Hans-Jürgen Mahlitz:
Die Macht der Multifunktionäre

Zwei Seelen wohnen, ach! in meiner Brust - so beklagte schon Doktor Faustus seine innere Zerrissenheit. Nun müssen es nicht unbedingt zwei Seelen sein; zwei Mitgliedsbücher tun es auch. Zum Beispiel das eine von der Sozialdemokratischen Partei Deutschlands, das andere von einer Einzelgewerkschaft im DGB. Dieses eher zweifelhafte Vergnügen "genießen" derzeit 196 von 250 SPD-Bundestagsabgeordneten.

Keine andere gesellschaftliche Gruppierung oder Organisation verfügt über eine ähnlich starke und schlagkräftige Lobby. Jeder Versuch einer SPD-geführten Bundesregierung, gegen den DGB Gesetze oder Reformen durchzusetzen, grenzt an politischen Selbstmord.

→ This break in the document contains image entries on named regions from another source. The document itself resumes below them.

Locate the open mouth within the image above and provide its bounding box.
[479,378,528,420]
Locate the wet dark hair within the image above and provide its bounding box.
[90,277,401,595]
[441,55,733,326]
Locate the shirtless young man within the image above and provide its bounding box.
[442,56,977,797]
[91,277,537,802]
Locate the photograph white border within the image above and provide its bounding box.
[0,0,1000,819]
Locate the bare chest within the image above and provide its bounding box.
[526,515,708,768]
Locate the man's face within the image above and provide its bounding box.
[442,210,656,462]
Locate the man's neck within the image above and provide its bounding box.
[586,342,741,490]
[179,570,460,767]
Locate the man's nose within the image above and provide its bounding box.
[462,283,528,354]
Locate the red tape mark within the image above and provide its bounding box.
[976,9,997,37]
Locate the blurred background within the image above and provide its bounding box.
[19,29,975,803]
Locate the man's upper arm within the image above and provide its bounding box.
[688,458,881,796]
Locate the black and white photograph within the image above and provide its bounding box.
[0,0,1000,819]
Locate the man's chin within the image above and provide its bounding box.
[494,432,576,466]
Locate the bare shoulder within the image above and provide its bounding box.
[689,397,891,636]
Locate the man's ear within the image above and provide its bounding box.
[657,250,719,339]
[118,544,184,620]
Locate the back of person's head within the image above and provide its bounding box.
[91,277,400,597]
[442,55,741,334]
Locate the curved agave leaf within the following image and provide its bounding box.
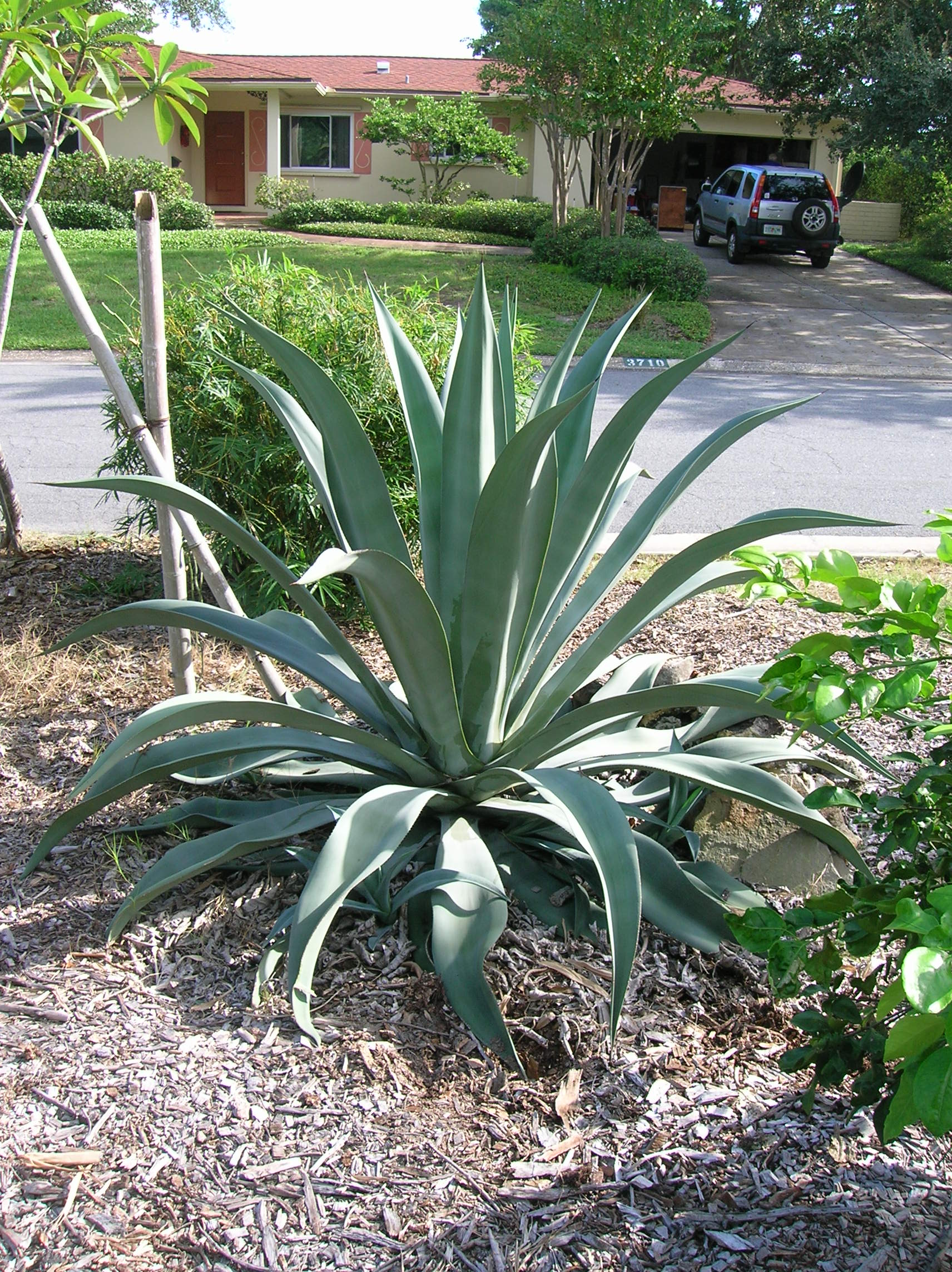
[225,300,409,565]
[23,729,341,875]
[555,294,652,504]
[430,817,523,1074]
[301,548,476,774]
[52,600,407,741]
[514,508,871,743]
[525,287,603,424]
[368,284,448,598]
[54,477,422,744]
[518,768,642,1038]
[439,267,507,641]
[72,693,439,795]
[125,792,336,834]
[515,396,812,711]
[631,831,731,954]
[287,786,439,1037]
[450,381,598,756]
[108,803,343,941]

Zu Recht kritisiert daher der Wirtschaftsforscher Hans-Werner Sinn (ifo-Institut), die Gewerkschaften seien "zu mächtig" und würden "den Wohlstand ihrer Mitglieder zu Lasten der Allgemeinheit vergrößern". Wolfgang Franz, neues Mitglied im Sachverständigenrat, sieht im DGB eine "gefährliche Wachstumsbremse".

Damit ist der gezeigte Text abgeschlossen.